Maybe Paul could (quickly) notify his 'evil' email list minions ;)
Chad Ellis wrote:Pinned the article on my pintrest. Seems to be growing in popularity. Lets see if this helps. Feel free to repin. http://pinterest.com/pin/55098795411112174/
Chris Kott wrote:
If you want to publish privately, and are looking for someone to print on demand, you can let me know (I just happen to work as the production manager in my parents' print shop and book bindery; our specific focus is on-demand short-run books, just FYI).
nancy sutton wrote:
Are someone's prayers being answered? Is Paul smiling yet?
nancy sutton wrote:And the Mother Earth News magazine just arrived with the top article of "Perennial Vegetables: Grow More Food with Less Work" described as "combine permaculture gardening techniques and edible landscaping ingenuity to grow perennial vegetables. You'll harvest food year after year - with less work than growing annual crops." It highlights Eric Toensmeier and Bethann Weick, with a short overview of Permaculture. Toby's book is a reference; polyculture is described as 'layering' for diversity. Can hugelcultur be far behind in the mag?

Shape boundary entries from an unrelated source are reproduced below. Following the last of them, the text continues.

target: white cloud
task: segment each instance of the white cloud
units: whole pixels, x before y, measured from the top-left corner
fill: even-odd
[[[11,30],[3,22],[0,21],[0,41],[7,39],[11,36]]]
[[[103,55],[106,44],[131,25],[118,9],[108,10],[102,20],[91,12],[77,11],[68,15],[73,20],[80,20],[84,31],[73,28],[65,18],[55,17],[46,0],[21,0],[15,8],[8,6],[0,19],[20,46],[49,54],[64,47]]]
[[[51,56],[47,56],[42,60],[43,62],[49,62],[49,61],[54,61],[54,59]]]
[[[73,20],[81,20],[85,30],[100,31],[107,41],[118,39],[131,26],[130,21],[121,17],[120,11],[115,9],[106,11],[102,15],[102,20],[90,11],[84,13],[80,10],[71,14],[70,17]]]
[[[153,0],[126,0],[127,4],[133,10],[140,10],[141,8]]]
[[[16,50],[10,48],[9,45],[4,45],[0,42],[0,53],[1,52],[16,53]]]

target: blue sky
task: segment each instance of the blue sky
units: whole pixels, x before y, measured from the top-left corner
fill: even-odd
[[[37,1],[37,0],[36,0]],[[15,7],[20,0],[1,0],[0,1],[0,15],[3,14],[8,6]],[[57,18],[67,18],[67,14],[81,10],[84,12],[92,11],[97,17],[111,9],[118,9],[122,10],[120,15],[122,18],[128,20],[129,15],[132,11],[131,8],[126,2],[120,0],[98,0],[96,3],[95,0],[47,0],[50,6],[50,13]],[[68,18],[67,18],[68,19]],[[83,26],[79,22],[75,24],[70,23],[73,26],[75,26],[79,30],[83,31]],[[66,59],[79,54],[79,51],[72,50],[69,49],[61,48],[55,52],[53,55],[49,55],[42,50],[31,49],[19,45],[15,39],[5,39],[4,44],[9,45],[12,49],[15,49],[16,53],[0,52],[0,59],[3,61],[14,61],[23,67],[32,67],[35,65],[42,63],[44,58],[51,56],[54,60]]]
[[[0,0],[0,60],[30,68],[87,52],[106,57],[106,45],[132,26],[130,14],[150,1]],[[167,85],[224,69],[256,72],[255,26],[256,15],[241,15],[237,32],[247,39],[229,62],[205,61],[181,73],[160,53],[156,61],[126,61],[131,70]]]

Erica Strauss wrote:Well, I'm writing a blog post right now about building some hugelkultur beds and was searching out links to send people to if they wanted more information from people who knew what the hell they were talking about (I.e, not me) and listed your article as my recommended #1 "Start Here" article. Your article also shows as the top ranked google result for the search 'hugelkultur' so I've got to think that anyone who is even remotely looking is finding your article. So the question REALLY is, how to get more people looking?
I'm not a big deal or anything in the blogging world, but I sense more and more people are talking about permaculture and this technique in particular. If it doesn't blow up in 2012 it will in 2013. In a good way. It's an idea who's time has come.
Your site has a pagerank of 3. Not bad!
My personal experience with the beds is limited, as they are a month or so old and as-yet unplanted, but I temped my soil a few weeks ago (Seattle area) and my traditional raised beds were all right around 42 degrees. Those under winter-long low tunnel plastic cloching were 43-44. The hugelkulture bed I built that gets the most sun was 47 (!) degrees. The ones in more shade were 45/46. That is a staggering difference in soil temp.
To put it in context, the deep litter in the chicken coop was 48.
If your offer to share your images and pics is still valid I will embed the illustrations from your article into my post. Let me know, I should be posting in the next few days.
Jock Gill wrote:Paul,
For starters, I would put a link to the article in the very first post in this thread. Currently it is a pain to have to leave this thread to hunt around for it. Make the "end-user experience" fun an d easy -- not obscure.
Secondly, I would look to find ways to break down silos. Make a list of all of the ideas that are compatible with permaculture and then find leaders in each field and work with them?